Recordemos que hasta el 2008, el mejor modo de mantener una razonable rentabilidad era sostener una balanceada cartera de acciones y bonos de distintos riesgos. Pero la tormenta se desató sin piedad sobre los mercados, provocada por las cuotas impagas de las hipotecas de alto riesgo sobre propiedades que bajaban su precio y entonces la estructura comenzó a caerse.
Los índices accionarios norteamericanos habían llevado hasta octubre de 2008 un empuje extraordinario, el Down Jones, había pasado de los 2600 puntos en diciembre de los 90 a 14000 en octubre de 2008, pero la caída que comenzó con los bancos, verdaderos impulsores del mercado norteamericano, llegó al desplome y luego de caer hasta los 6600 puntos que hizo crisis con el derrumbe de Lehman. Hoy siguen oscilando con sobresaltos.
La evolución de la deuda de los países merece también un comentario Hasta hace un año, ningún inversor dudaba sobre la capacidad de los países desarrollados para pagar sus deudas, pero la situación de varios países europeos, liderados por Grecia comenzaron a sembrar dudas de su verdadera aptitud para hacer frente a los compromisos, la tasa de rendimientos de sus bonos crecía y el Banco Central Europeo se vio forzado a socorrerlos. Hoy el futuro financiero de varios países está en duda.
La gran mayoría de los países desarrollados están padeciendo déficit que les obligan a seguir hipotecando su futuro en un ritmo insostenible en el corto plazo, en los países desarrollados supera el 7% y las medidas tendientes a recortarlo son crudamente resistidas y esto se traduce en mayor deuda o mayor emisión.
Otro aspecto se relaciona en que a comienzos del 2010, la relación euro-dólar parecía razonable cuando el valor del euro era de 1,4, luego de haber comenzado el rally ascendente que lo había llevado a superar 1,5 dólares por euro (en el 2002 era de uno a uno). Hoy no es posible predecir su futuro pero si el euro viera su final, se revalorizaría la moneda alemana en perjuicio de las monedas mediterráneas.

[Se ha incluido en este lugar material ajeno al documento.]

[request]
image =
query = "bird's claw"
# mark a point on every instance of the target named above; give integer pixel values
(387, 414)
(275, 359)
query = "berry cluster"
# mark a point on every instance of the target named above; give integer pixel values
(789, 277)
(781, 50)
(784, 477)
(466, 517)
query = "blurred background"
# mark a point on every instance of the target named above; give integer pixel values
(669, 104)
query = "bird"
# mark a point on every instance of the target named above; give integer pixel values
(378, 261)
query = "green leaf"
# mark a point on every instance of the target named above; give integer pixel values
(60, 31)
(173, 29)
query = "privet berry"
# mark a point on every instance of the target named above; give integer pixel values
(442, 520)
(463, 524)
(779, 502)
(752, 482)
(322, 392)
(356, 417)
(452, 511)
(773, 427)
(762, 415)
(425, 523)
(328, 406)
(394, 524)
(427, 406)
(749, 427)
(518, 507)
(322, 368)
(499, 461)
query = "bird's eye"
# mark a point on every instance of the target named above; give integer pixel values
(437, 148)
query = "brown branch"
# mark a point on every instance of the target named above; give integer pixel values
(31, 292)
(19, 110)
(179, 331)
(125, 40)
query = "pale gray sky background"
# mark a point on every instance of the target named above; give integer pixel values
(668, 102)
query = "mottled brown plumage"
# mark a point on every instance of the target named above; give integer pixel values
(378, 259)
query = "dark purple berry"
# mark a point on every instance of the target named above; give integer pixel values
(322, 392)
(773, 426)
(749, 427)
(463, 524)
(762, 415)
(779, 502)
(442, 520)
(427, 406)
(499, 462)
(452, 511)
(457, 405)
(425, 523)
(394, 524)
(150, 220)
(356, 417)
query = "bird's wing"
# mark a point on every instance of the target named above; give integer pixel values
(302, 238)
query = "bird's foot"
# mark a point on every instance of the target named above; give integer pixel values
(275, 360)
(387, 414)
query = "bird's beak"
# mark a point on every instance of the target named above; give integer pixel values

El petróleo es sin duda uno de los valores más volátiles, con valores que oscilaban en los 20 dólares por barril en los 90; en la década del 2000 comienza su estampida, arrancando en los 25 dólares y llega a su cúspide (en julio de 2008) alcanzando los 145 dólares, por la mayor demanda real proveniente de China y la mayor demanda ficticia producto de los especuladores financieros, hoy su valor oscila alrededor de los 75 dólares, pero su precio parece no tener control.
En cuando al metal, el oro, en medio de la gran crisis actual, es un particular referente. Su precio, desde el 90 hasta el 2003 fluctuó entre 250 y 400 dólares la onza y desde 2004 hasta la fecha no ha dejado de subir, hasta alcanzar un nivel de 1200 dólares la onza. Sin duda, es un excelente refugio para épocas de inestabilidad y una pobre inversión en épocas de florecimiento del mercado.
Referente al tema del desempleo; es la más trágica de las consecuencias de esta crisis, alcanzando cifras del 10% y más, tanto en EE.UU como en Europa y los datos sobre su posible reducción en el corto plazo no parecen hoy muy alentadores. A pesar del fuerte aumento de la emisión de dólares en EE.UU (mayor al 100% en dos años), el consumidor norteamericano, tiene miedo de ser despedido, sin saber si podrá pagar su hipoteca y ha reducido sus gastos, con lo cual la rueda de la economía ha dejado de funcionar aceleradamente, este hecho provoca dudas acerca del futuro del crecimiento norteamericano y, como principal consumidor mundial, el contagio puede expandirse.
Sobre la tasa del Tesoro norteamericano es una variable que cae cuando el temor se apodera de los inversores, la “huida a la seguridad” la ha hecho derrumbarse a niveles que, a diez años, no se esperaban tan bajas. Son muy pocos los que recuerdan que en 1981 esta tasa superaba el 15% anual.
En fin, la palabra cruda sobre la “incertidumbre” de la economía es cruda pero realista y no se puede saber cuando terminará.